中文

Model Card for Model ID

This model is fine-tuned version of DeltaLM-base on the XLSum dataset , aiming for abstractive multilingual summarization.

It achieves the following results on the evaluation set:

  • rouge-1: 18.2
  • rouge-2: 7.6
  • rouge-l: 14.9
  • rouge-lsum: 14.7

Dataset desctiption

XLSum dataset is a comprehensive and diverse dataset comprising 1.35 million professionally annotated article-summary pairs from BBC, extracted using a set of carefully designed heuristics. The dataset covers 45 languages ranging from low to high-resource, for many of which no public dataset is currently available. XL-Sum is highly abstractive, concise, and of high quality, as indicated by human and intrinsic evaluation.

Languages

  • amharic
  • arabic
  • azerbaijani
  • bengali
  • burmese
  • chinese_simplified
  • chinese_traditional
  • english
  • french
  • gujarati
  • hausa
  • hindi
  • igbo
  • indonesian
  • japanese
  • kirundi
  • korean
  • kyrgyz
  • marathi
  • nepali
  • oromo
  • pashto
  • persian
  • pidgin
  • portuguese
  • punjabi
  • russian
  • scottish_gaelic
  • serbian_cyrillic
  • serbian_latin
  • sinhala
  • somali
  • spanish
  • swahili
  • tamil
  • telugu
  • thai
  • tigrinya
  • turkish
  • ukrainian
  • urdu
  • uzbek
  • vietnamese
  • welsh
  • yoruba

Training hyperparameters

The model trained with a p4d.24xlarge instance on aws sagemaker, with the following config:

  • model: deltalm base
  • batch size: 8
  • learning rate: 1e-5
  • number of epochs: 3
  • warmup steps: 500
  • weight decay: 0.01

Inference example

from modeling_deltalm import DeltalmForConditionalGeneration  # download from https://huggingface.co/hhhhzy/deltalm-base-xlsum/blob/main/modeling_deltalm.py
from configuration_deltalm import DeltalmConfig      # download from https://huggingface.co/hhhhzy/deltalm-base-xlsum/blob/main/configuration_deltalm.py
from transformers import AutoTokenizer                        

model = DeltalmForConditionalGeneration.from_pretrained("hhhhzy/deltalm-base-xlsum")
tokenizer = AutoTokenizer.from_pretrained("hhhhzy/deltalm-base-xlsum")

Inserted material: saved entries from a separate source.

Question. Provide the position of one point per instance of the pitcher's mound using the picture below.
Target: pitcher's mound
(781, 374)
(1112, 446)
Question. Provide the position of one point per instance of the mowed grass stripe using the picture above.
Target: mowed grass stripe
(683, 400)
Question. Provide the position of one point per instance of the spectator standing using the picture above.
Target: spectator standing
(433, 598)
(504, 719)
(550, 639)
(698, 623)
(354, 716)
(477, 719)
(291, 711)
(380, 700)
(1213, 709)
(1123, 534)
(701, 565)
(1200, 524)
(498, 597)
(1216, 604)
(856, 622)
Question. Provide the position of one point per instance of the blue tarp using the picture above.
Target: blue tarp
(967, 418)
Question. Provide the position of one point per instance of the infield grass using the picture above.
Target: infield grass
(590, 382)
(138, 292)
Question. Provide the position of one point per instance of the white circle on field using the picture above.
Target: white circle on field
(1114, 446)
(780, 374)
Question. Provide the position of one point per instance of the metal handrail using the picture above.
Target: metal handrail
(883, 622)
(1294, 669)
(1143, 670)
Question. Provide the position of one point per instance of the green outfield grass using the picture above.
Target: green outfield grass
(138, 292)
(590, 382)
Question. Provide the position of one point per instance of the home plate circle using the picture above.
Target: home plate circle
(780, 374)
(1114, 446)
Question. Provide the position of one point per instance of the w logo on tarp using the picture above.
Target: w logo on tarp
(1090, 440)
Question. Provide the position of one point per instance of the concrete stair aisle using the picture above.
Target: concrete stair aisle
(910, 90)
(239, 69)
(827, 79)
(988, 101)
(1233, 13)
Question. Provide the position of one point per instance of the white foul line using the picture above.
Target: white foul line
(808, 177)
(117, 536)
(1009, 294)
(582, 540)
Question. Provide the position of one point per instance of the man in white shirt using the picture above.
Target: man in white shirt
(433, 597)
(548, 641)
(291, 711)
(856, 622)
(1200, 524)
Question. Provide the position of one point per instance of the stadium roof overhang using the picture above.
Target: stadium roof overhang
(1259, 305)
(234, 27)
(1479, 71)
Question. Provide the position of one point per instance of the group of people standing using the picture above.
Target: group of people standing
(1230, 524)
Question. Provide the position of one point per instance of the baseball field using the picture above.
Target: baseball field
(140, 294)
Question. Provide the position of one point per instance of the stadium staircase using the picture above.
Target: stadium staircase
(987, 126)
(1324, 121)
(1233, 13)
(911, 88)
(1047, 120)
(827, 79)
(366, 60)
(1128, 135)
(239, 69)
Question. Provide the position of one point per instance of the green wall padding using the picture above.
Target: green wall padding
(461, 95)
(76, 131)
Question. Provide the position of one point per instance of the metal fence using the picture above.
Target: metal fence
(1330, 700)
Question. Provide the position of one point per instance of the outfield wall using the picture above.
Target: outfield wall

text = "The USA’s biggest sports league, the NFL, has extended its partnership with Amazon Prime, granting the streaming platform an additional live game on ‘black Friday’, the day after Thanksgiving. The additional game, added from 2023, builds on Amazon Prime’s package of ‘Thursday night football’ live rights (secured in an 11-year deal).\\nOn the surface, the deal makes sense because it gives Amazon Prime additional game time during the holiday season. But there is a deeper motivation at play. Black Friday is also regarded as the starting point of the pre-Christmas shopping season. Amazon has worked hard to leverage its sports rights in a way that benefits its ecommerce platform, so the addition of this fixture will boost that strategic goal.\\nIt’s unusual for sports rights holders to utilise their inventory in such a granular way – but it does suggest a shift towards a more data-driven approach to negotiations. For NFL, the deal means it now has partnerships with NBC, CBS, Fox and Amazon across the Thanksgiving period. Amazon Prime is currently in the NFL’s good books, helping revitalise the Thursday night slot through its marketing support and onscreen investment. Around 10 million people in the US are watching live fixtures each week."
inputs = tokenizer(text, max_length=512, return_tensors="pt")

generate_ids = model.generate(inputs["input_ids"], min_length=32, max_length=128)
tokenizer.batch_decode(generate_ids, skip_special_tokens=True, clean_up_tokenization_spaces=False)[0]